Wednesday, 1 January 2020

Cinnamon Star Bread





Starting the year off correctly with one of my favourite things I’ve ever made! This cinnamon star bread is delicious and super impressive and once you’ve cracked the dough-making, it’s a fairly easy process!



This is the same recipe as my individual kanelbullar but with a different assembly at the end which just turns it into a show stopper. This would make a great centrepiece dessert, sliced up and served with a dollop of ice-cream or custard. 


Serves 8, realistically. But you will find no judgement here if you keep it all to yourself.



Some tips:
  • It is really easy to overheat the milk and butter mixture at the start, so I reserve about 60ml of cold milk and add it after heating to quickly bring the temperature down.
  • Making a miniature yeast “slurry” with some of the milk mixture and a little sugar boosts the rising. Too much sugar kills yeast, but a little will help feed it.
  • A round baking tray makes this a lot easier – for example a pizza tray. Bonus – these are cheap and easy to find
  • It’s fine if you don’t roll out perfect circles (I never do), everything kind of comes together ok in the oven.
  • Cutting into strips is easiest if you cut into quarters and then cut each quarter again twice to get four strips per quarter, so 16 strips total.



Ingredients for dough
  • 50g butter
  • 160ml milk
  • 2 tsp dried yeast
  • ¼ tsp salt
  • 50g sugar
  • 375g plain flour


Ingredients for filling and finishing
  • 90g butter
  • 50g granulated sugar
  • 25g granulated brown sugar       
  • 2 tbsp vanilla sugar
  • 1 tbsp cinnamon
  • 1 egg, lightly beaten
  • Optional topping – Coarse brown sugar, pearl sugar, or crushed sugar cubes


Method

Begin with the dough. Melt the butter over a low heat in a saucepan, and add the milk. Heat until approx 45 degrees Celsius for dry yeast.

Make a little yeast slurry to enhance the rise. Add half the yeast to a bowl, pour in 3 tbsp of the butter/milk mix and 1 tsp of sugar and set aside for 15 minutes.

Add the flour to a large bowl with the  salt, sugar and remaining yeast and mix well, making a well in the middle. Pour in the rest of the milk mixture and the yeasty mixture. Mix to combine, initially with  a spoon, then bring together with your hands and kneed the dough for approx 10 minutes.



Cover and let rise for about an hour in a warm place, until approximately doubled in size.

Just before getting ready to work with the dough again, combine the ingredients for the filling: the butter, sugars and cinnamon.

This is where the recipe begins to differ from the original kanelbullar recipe.

When risen, divide the dough into four equal pieces.

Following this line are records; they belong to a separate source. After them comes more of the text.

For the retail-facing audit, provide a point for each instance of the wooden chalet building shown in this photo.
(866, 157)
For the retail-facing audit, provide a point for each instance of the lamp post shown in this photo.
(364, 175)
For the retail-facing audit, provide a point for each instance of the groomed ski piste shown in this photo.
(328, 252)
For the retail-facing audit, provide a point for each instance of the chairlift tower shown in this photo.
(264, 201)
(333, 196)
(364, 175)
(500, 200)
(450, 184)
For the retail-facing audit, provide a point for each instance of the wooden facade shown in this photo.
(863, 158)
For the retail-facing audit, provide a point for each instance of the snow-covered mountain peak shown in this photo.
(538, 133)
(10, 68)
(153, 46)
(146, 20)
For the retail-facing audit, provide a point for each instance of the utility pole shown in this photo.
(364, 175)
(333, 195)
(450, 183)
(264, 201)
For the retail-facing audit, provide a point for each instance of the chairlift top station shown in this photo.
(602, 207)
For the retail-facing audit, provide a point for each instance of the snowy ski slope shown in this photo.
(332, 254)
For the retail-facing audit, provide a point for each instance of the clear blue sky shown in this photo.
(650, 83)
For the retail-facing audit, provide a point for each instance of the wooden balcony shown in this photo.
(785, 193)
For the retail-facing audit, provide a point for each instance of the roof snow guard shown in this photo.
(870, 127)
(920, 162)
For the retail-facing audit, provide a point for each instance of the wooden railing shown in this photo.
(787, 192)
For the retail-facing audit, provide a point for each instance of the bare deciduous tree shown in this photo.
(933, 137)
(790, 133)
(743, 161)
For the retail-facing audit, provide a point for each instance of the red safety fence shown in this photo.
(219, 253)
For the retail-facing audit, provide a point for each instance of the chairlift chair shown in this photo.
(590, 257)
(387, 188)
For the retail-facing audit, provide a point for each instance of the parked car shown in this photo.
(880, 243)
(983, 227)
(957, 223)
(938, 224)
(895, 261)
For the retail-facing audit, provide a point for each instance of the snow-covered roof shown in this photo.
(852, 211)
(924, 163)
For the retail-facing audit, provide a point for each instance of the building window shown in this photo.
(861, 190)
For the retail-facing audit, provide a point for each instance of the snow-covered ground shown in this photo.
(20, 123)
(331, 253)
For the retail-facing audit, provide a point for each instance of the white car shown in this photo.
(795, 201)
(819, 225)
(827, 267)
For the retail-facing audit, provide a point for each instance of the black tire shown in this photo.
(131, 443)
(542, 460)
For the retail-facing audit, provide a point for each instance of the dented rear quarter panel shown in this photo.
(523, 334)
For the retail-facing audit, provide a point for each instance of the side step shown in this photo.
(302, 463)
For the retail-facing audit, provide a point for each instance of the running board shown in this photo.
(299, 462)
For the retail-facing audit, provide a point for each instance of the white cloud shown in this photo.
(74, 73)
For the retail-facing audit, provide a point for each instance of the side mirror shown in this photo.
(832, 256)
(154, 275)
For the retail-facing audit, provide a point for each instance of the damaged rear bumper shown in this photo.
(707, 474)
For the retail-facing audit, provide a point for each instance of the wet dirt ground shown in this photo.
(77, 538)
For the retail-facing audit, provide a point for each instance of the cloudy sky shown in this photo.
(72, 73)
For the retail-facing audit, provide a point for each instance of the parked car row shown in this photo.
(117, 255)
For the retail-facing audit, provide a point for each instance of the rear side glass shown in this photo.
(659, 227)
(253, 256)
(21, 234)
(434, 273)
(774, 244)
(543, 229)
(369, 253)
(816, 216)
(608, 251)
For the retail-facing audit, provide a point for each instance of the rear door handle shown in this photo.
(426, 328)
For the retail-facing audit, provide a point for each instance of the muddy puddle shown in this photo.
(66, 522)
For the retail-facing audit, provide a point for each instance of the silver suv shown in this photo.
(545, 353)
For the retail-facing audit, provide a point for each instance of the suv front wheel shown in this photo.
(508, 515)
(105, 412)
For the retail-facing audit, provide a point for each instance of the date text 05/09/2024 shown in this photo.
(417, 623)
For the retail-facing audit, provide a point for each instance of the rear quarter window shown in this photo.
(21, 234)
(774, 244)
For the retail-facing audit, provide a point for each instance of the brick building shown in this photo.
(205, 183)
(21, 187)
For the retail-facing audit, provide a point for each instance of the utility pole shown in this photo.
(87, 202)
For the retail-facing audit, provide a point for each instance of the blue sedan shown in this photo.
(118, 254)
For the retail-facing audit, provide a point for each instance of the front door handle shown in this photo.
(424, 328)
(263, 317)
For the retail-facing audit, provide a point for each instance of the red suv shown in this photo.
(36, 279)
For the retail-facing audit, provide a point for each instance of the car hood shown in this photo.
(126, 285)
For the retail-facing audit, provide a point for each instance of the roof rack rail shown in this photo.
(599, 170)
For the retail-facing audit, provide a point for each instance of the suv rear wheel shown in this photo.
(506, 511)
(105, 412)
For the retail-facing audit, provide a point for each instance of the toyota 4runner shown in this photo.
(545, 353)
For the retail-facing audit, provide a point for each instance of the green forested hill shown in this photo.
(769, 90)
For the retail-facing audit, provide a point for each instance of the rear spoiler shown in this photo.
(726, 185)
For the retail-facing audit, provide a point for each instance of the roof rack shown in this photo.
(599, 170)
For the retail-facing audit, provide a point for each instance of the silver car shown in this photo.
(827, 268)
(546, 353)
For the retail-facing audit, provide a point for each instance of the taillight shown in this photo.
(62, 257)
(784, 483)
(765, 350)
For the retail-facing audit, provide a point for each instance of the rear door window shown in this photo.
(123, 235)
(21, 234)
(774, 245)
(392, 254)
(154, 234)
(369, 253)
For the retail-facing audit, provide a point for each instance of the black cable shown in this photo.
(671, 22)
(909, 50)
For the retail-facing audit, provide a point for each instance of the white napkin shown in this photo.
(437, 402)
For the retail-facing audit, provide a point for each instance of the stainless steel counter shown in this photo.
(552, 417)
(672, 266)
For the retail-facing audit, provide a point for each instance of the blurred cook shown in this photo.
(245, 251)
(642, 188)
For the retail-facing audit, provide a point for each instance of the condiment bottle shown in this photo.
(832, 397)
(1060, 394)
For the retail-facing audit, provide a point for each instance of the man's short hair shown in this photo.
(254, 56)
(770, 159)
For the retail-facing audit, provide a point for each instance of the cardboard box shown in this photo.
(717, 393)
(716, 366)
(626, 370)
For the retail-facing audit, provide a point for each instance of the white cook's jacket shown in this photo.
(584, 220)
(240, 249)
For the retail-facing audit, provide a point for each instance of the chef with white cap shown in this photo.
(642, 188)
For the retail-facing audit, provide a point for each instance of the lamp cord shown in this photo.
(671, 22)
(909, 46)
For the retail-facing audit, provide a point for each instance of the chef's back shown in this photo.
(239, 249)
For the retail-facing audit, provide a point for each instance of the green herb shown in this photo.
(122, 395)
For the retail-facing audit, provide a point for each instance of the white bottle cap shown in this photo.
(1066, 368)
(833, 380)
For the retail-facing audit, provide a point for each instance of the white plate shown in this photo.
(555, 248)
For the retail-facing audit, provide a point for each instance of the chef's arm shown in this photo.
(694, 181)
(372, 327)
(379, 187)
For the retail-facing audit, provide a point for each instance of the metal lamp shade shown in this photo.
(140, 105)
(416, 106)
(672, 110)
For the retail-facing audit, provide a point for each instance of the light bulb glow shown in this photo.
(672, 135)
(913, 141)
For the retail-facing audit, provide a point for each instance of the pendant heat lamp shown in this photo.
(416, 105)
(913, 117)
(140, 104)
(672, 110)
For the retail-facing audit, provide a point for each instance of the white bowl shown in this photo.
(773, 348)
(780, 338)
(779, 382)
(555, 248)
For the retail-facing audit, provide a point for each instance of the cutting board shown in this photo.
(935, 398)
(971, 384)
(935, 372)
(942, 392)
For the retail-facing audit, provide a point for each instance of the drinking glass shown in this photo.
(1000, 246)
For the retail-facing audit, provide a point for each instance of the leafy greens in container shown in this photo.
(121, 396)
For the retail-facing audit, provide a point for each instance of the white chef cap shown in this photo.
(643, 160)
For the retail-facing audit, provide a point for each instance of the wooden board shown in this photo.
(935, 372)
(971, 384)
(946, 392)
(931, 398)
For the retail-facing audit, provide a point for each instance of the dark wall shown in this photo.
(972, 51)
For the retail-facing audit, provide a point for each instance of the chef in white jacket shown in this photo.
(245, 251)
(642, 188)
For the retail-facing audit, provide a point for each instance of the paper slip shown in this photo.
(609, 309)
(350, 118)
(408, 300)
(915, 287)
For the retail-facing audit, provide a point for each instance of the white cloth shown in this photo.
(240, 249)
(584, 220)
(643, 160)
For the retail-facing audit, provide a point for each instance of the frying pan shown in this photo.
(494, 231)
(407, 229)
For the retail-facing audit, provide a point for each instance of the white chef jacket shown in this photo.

Roll one out into approx. 35cm round circles, place on a round baking tray covered in greaseproof paper.



Spread with 1/3 of the cinnamon filling, leaving about 1 cm clear at the edges.

Rub a little water around the edge that you’ve left clear of the filling.



Roll out the next dough ball the same, put on top of the bottom one and press gently around the edges to seal to the lower layer. Repeat the process as above with the remaining dough layers, leaving the top layer plain, without any filling on top.

Place a cookie cutter in the centre (about 7-10cm wide) and use this as a centre guide.

You can see that my dough is very much not circular - but it still turns out great!

Cut into 16 equal strips from the cookie cutter to the edge.

Still need to make a few more cuts but that's the start!

Twist two adjacent strips away from each other, twice.

That's one twist. Needs one more

Pinch the edges together.

Repeat 7 more times, so all the strips are paired, twisted and sealed. Remove the cookie cutter.



Allow to rise for about an hour, covered, in a warm kitchen. Near the end of rising time preheat the oven to 190 degrees C.

Looking a lot more puffy


Brush with beaten egg.


...and, if preferred, sprinkle over some coarse brown sugar, or pearl sugar, or crushed sugar cubes. 



Bake in the oven for 12-15 minutes until golden brown and absolutely gorgeous. Allow to cool on the baking tray.